WisDOT: October is 20th anniversary of state support of Hiawatha Service

For more information, contact:

Ron Adams, Chief of Railroads and Harbors

(608) 267-9284, [email protected]

Wisconsin and Illinois support has resulted in substantial ridership increases

Amtrak’s Hiawatha Service provides seven round trips a day between Milwaukee and Chicago transporting three-quarters of a million passengers a year. Trains are frequently full, but that hasn’t always been the case. Shortly after the National Railroad Passenger Corporation was created by Congress in 1970 to take over passenger rail services previously operated by private freight railroad companies, it coined the name Amtrak. Service began between Milwaukee and Chicago in May 1971 with four daily round trips. Over the years, it had as many as five and as few as two round trips a day.

But in October 1989, the states of Wisconsin and Illinois began to provide financial support for the passenger rail service, bringing base service up to five round trips a day. During the first year of the state-supported service, ridership totaled 295,448.

As ridership increased over the years, the two states eventually agreed to sponsor a total of seven round trips, which is the current service level. Last year, Hiawatha ridership totaled 766,167. That increased ridership resulted in the Wisconsin Legislature authorizing the addition of a passenger rail car to the train set to reduce the number of times when there is standing room only.

“We’re extremely pleased with the results we’ve seen by providing the service,” Ron Adams, chief of Railroads and Harbors with the Wisconsin Department of Transportation said. “More people are coming to realize the convenience of taking the train between Milwaukee and Chicago. They don’t have to deal with traffic congestion and steep parking rates and can relax and know they’ll be where they need to be on time. Businesspeople use the time to work on their presentations and leisure travelers can read a book or simply enjoy the scenery.”
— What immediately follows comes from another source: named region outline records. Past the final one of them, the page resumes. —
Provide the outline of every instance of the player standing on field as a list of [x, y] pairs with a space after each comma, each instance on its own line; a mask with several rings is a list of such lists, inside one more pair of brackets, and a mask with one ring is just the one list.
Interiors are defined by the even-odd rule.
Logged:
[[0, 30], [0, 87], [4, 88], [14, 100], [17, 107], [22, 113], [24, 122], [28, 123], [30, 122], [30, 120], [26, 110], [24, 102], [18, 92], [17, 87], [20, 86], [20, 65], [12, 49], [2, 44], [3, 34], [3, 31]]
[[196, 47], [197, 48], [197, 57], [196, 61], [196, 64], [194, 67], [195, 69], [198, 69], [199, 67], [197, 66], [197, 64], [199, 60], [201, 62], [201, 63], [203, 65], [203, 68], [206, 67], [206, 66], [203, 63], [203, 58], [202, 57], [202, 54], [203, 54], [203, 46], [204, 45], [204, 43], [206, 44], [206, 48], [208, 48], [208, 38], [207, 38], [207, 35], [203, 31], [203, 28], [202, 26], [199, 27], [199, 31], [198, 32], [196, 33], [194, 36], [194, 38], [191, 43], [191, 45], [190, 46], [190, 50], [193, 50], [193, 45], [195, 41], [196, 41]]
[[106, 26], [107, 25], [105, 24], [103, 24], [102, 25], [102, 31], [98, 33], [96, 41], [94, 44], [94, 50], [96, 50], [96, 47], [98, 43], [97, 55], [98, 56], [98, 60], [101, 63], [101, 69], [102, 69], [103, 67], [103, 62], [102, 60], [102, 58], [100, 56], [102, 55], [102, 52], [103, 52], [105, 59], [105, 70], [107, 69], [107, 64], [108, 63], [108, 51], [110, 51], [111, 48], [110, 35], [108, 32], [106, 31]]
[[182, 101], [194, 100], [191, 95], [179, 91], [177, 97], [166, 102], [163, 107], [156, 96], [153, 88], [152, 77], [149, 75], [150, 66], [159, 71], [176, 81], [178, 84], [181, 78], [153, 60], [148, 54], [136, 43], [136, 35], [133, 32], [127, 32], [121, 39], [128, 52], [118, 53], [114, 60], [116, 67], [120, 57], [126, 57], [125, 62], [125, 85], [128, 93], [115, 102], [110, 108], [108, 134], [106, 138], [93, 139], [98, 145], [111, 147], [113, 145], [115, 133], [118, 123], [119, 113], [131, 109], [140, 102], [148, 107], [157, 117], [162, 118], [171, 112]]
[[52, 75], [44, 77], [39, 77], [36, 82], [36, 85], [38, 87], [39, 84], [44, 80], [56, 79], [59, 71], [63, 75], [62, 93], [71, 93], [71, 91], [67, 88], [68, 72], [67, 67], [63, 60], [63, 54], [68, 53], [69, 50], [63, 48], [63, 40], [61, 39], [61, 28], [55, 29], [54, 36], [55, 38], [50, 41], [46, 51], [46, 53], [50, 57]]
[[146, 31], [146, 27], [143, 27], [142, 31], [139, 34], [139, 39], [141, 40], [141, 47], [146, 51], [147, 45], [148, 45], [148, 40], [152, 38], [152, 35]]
Wisconsin and Illinois continue to support the Hiawatha Service, sharing the costs 75/25-percent. Most of the Hiawatha line is in Wisconsin. Wisconsin has also committed to purchase two new train sets to replace the fleet of Amtrak passenger cars to enhance service. Each of the new train sets will consist of 14 cars with a capacity of 420 passengers. The new trains should be in operation within two years.

WisDOT is seeking funding under the American Recovery and Reinvestment Act to improve passenger rail service in Wisconsin. The department is seeking $12.4 million dollars to install crossovers in Kenosha County and to extend the platform at the Milwaukee Airport Rail Station to improve the Hiawatha service. It has also applied for funds to develop a $651.8 million extension of the service to Madison, with stops in Brookfield, Oconomowoc, and Watertown. If the application is approved, that service could start as early as 2013.